Theme 4: Vaccine Hesitancy
Concerning the Covid-19 vaccine, most community members were optimistic about taking it, stating, “many people are looking forward to it.” Other focus group members insisted that, “if the government can bring out vaccines for this virus and provide us as soon as possible, it would be great.” Another participant stated that, “I will take the vaccine if it becomes available,” a sentiment shared by another participant, “I will take it and give the vaccine to my family.” Of course, the majority of focus group members from all the communities asserted that they needed be sure that the vaccine was safe for use, and many inquired about possible side-effects, especially for persons with asthma or allergies, as stated, “I’m concerned for my children… for vaccine when they get it, can they get… side-effects… if someone has asthma, can they get the vaccine, or will it make it worse?” Understandably, community members experienced limited or confusing messaging concerning the vaccine, as one participant stated, “the media, they are contradicting each other about vaccines making some people sick… Are they going to work or make me sick?

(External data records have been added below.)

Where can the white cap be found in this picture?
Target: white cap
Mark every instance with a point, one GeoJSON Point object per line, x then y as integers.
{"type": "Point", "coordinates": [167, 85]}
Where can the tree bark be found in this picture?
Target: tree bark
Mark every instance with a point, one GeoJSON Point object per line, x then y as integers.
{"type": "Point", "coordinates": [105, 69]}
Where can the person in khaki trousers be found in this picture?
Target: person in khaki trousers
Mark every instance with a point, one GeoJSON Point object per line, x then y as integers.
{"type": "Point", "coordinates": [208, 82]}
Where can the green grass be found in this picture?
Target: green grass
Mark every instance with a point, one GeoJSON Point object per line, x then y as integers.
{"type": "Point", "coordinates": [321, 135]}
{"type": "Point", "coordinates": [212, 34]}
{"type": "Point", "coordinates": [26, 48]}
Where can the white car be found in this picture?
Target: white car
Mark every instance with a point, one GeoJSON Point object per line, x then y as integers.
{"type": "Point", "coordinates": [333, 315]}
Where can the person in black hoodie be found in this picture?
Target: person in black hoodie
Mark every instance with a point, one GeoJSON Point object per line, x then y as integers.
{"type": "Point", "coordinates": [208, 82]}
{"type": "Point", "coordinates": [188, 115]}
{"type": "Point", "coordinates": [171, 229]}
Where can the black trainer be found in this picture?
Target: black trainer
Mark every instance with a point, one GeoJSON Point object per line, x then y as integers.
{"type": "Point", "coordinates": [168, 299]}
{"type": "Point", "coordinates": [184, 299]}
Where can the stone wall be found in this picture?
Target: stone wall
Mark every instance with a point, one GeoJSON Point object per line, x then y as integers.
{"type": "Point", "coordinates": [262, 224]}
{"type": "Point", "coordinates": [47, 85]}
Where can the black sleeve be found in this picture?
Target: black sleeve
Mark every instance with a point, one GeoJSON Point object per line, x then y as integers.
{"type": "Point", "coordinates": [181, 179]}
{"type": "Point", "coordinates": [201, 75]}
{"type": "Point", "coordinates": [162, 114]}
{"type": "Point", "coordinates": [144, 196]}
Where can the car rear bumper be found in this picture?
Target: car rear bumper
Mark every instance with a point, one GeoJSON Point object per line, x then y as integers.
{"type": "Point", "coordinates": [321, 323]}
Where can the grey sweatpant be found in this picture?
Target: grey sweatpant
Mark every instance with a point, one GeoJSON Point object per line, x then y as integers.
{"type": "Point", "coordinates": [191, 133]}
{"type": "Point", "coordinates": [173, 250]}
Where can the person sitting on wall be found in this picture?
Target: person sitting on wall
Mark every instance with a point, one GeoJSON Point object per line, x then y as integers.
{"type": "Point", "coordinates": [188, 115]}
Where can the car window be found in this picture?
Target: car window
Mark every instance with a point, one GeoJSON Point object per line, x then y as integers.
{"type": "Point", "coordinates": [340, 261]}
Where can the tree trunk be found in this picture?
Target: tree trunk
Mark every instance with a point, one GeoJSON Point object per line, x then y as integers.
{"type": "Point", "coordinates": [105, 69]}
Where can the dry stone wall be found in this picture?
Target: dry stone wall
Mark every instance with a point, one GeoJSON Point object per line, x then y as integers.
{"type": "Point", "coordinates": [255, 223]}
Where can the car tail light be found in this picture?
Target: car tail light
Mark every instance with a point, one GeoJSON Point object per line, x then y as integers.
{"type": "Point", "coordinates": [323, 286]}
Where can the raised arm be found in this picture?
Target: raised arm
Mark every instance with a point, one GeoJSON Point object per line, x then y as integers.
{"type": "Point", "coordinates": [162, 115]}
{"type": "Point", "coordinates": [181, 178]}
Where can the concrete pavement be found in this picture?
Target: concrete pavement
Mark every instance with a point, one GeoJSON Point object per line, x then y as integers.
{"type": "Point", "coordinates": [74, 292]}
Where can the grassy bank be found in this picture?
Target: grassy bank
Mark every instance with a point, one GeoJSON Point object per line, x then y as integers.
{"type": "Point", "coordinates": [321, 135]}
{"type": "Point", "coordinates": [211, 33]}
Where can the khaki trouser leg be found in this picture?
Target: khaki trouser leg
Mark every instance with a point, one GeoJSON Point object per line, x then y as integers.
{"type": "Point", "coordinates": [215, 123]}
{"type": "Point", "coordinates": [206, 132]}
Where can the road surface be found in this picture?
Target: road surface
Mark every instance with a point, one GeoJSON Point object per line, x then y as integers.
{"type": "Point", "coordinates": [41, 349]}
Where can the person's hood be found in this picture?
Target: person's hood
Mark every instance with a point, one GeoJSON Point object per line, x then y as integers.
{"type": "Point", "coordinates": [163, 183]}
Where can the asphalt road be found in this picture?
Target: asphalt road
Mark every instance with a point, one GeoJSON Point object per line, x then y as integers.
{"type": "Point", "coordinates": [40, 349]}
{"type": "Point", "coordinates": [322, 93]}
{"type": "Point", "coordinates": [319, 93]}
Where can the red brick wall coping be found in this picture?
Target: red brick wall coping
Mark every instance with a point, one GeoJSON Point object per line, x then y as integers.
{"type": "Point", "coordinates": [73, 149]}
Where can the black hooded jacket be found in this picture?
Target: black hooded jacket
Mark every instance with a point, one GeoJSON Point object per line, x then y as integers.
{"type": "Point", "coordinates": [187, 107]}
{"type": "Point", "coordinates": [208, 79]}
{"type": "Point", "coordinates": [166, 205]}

I am really worried and confused.” Another participant shared that, “I would love to have information about the vaccine before you take a shot because that vaccine could… make you sick or something.” The most resistant arguments against the validity of the vaccine came from the Congolese focus group, as one participant shared that “People… are not supposed to get the vaccine. They will take this vaccine only if they know that this vaccine cannot… change the DNA for people… most people are opposed to this vaccine… It is a problem of trust.” The interpreter for the focus group added, “they don’t trust the vaccine because they don’t know exactly if [it] is the right vaccine or not.” Although, most community members are hopeful that the vaccine will bring an end to the pandemic and the stress and isolation that come with it, others are hesitant to trust a vaccine because of fears of being targeted by institutions that have proven to act against underprivileged populations in the past.